Um levantamento da Universidade de Oxford (2025) apontou que 20% das mulheres em uso prolongado relatam ciclos irregulares e aumento dos sintomas de TPM.

Além disso, o valproato está associado ao risco de síndrome dos ovários policísticos (SOP), o que pode causar atrasos recorrentes.

5. Quimioterápicos e imunossupressores

Medicamentos usados no tratamento de câncer e doenças autoimunes podem interromper temporariamente a ovulação.
Em alguns casos, a quimioterapia causa amenorreia transitória, e o ciclo só retorna após o término do tratamento.

Pesquisas publicadas na Revista Brasileira de Ginecologia e Obstetrícia (2025) destacam que os efeitos dependem da dose e da duração da terapia. Mulheres abaixo dos 35 anos costumam recuperar o ciclo dentro de 6 a 12 meses.

Tabela – Medicamentos e impacto no ciclo menstrual

Classe de medicamento Exemplos Mecanismo Possível efeito no ciclo
Antidepressivos (ISRS) Fluoxetina, Sertralina Alteram serotonina e GnRH Atraso de até 10 dias
Corticoides Prednisona, Dexametasona Supressão hipotalâmica Atrasos de 15–45 dias
Antipsicóticos Risperidona, Olanzapina Aumento da prolactina Ausência de menstruação
Anticonvulsivantes Valproato, Carbamazepina Alteração hormonal ovariana Ciclos irregulares
Quimioterápicos Ciclofosfamida, Metotrexato Supressão ovariana Amenorreia temporária

Quando o atraso menstrual exige atenção médica

Procure um ginecologista se:

  • O atraso ultrapassar 45 dias.
  • O fluxo menstrual for substituído por corrimento escuro.
  • Houver sintomas como inchaço, acne, ganho de peso ou dor pélvica persistente.
  • Você estiver em uso contínuo de medicamentos hormonais ou psiquiátricos.

Em muitos casos, ajustar a dosagem ou trocar o medicamento já é suficiente para regular o ciclo.

Como minimizar os efeitos sobre o ciclo

  • Nunca suspenda o medicamento por conta própria.
  • Mantenha alimentação rica em ferro e ômega-3, que favorecem o equilíbrio hormonal.
  • Monitore seus ciclos com aplicativos de controle menstrual.
  • Faça acompanhamento regular com ginecologista e médico prescritor.

Referências científicas

  • PubMed. Effects of Psychotropic and Hormonal Medications on Menstrual Regularity, 2025.
  • Sociedade Brasileira de Endocrinologia e Metabologia, Relatório Clínico 2025.
  • Harvard Medical School. Medication-Induced Amenorrhea: Mechanisms and Management, 2025.
  • Revista Brasileira de Ginecologia e Obstetrícia, 2025.
  • WHO. Women’s Health and Hormonal Balance, 2025.
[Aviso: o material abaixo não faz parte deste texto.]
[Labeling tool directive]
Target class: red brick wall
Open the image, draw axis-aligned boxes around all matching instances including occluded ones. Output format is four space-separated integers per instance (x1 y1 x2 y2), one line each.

FAQ – Perguntas Frequentes sobre Medicamentos e Atraso Menstrual

1. Antidepressivos podem causar atraso menstrual?
Sim. Eles alteram a liberação de hormônios cerebrais que controlam o ciclo, provocando atrasos de até 10 dias em alguns casos.

2. Corticoides afetam o ciclo menstrual?
Podem afetar. O uso prolongado inibe a hipófise, reduzindo a produção de hormônios sexuais e causando irregularidades.

3. Todo antipsicótico causa ausência de menstruação?
Não, mas os que elevam a prolactina, como a risperidona, têm maior chance de provocar amenorreia.

4. Quimioterapia pode suspender a menstruação para sempre?
Depende da idade e da dose. Mulheres jovens geralmente recuperam o ciclo após o tratamento.

5. Anticonvulsivantes interferem na fertilidade?
Podem. Alguns, como o valproato, estão associados a distúrbios hormonais e SOP.

6. Posso trocar o medicamento para regular o ciclo?
Somente com orientação médica. A substituição deve ser avaliada caso a caso.

7. O atraso menstrual por remédio é perigoso?
Na maioria das vezes, é temporário. Mas se persistir, deve ser investigado para descartar outras causas hormonais.